I stopped it due to not getting through them each month, so I have a huge backlog to read now. I found that they covered a great range of articles, and do remember it covering articles related to Civil Engineering, especially the boom in construction in Dubai. Perhaps now that I am on this course, if I went back then I would find more relevant content. (Third-year student)

Lessons Learnt

The use of National Geographic or similar “soft” publications (i.e New Scientist) can assist students to consider a wealth of global issues related to their studies.

Using hard copies of these publications (your own copies / 2nd hand etc) appears to work better than relying on electronic access. However, National Geographic is picture laden (and pictures constitute and convey  a visual narrative of the story) and the ability to zoom in / out of a photograph is one advantage if students access articles on  a tablet.


Most engineering students tend to associate reading with their school studies in English. One student complained that he found one copy of National Geographic that focused solely on elephants and that it had no relevance to his studies! The students awareness of  practice related to Environmental Impact Analysis (EIA) was negligible so I was able to direct him to further resources including a programme that I have recorded on the University Planet eStream system (below).
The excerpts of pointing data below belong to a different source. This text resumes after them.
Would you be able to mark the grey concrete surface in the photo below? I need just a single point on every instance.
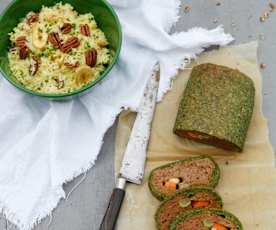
(86, 205)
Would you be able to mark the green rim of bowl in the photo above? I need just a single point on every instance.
(81, 90)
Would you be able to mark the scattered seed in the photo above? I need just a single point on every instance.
(233, 24)
(174, 180)
(262, 65)
(266, 15)
(272, 6)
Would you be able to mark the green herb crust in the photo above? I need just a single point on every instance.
(187, 215)
(213, 182)
(217, 106)
(187, 193)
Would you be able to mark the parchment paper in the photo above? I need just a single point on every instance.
(248, 180)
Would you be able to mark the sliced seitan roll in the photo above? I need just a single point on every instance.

Thus, the use of National Geographic can act a springboard to introduce students to more traditional scholarly research. In this case, the problems and solutions related to road building in Africa.
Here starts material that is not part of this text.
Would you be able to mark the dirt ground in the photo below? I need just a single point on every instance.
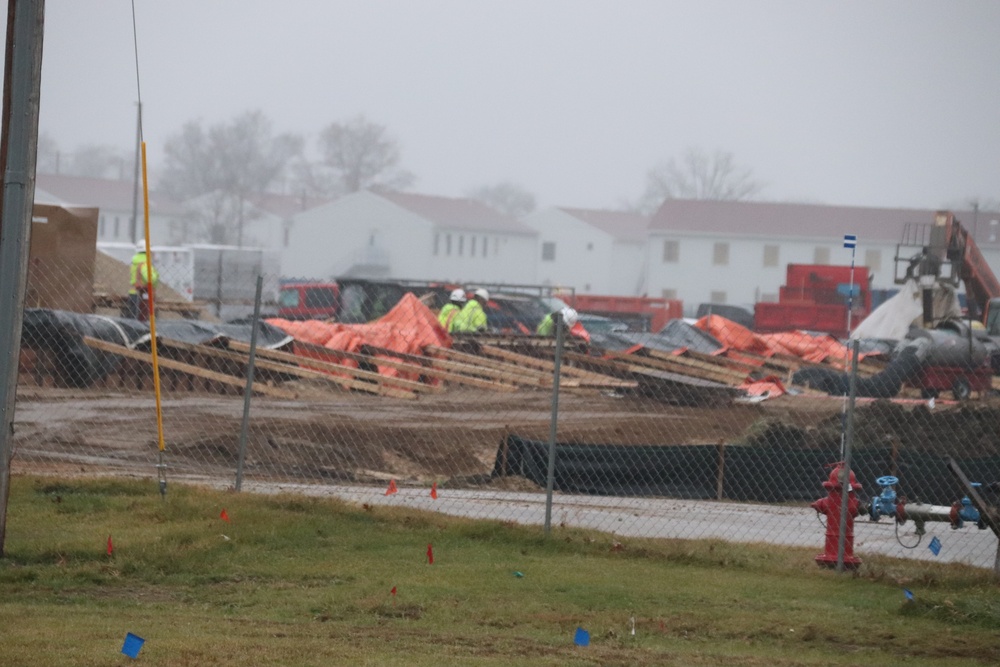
(454, 436)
Glista DJ  DeVault T L and DeWoody J A (2003) A review of mitigation measures for reducing wildlife mortality on roadways, Journal of Landscape and Urban Planning, 91 (1):1-7 (accessed 10/07/2014)
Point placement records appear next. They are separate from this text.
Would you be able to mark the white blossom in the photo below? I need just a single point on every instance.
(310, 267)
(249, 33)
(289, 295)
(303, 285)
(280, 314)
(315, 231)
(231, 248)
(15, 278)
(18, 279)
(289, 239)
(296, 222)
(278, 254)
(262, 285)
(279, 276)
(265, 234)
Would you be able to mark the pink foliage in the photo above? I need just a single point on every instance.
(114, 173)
Shared Planet (Overland Migration BBC Radio 4,


This case study constituted an exploratory pilot study involving 1st and 3rd year students (N=101) and was not included within a portfolio of formative or summative assessment exercises. The published paper and copies of National Geographic have been used with new 1st year students  over the past two years to encourage students to explore more generic reading above that of  the titles on the module reading lists. These tend to encourage students to engage in surface-learning vis-a-vis rote learning.

Suggestions for Transferability

The use of National Geographic and similar magazines ( e.g New Scientist) can provide tutors in all disciplines with a means to link theory to context.

UG /PG dissertations- students could undertake a thematic / content analysis related to their discipline (i.e environmental issues; corporate social responsibility; anthropological issues etc).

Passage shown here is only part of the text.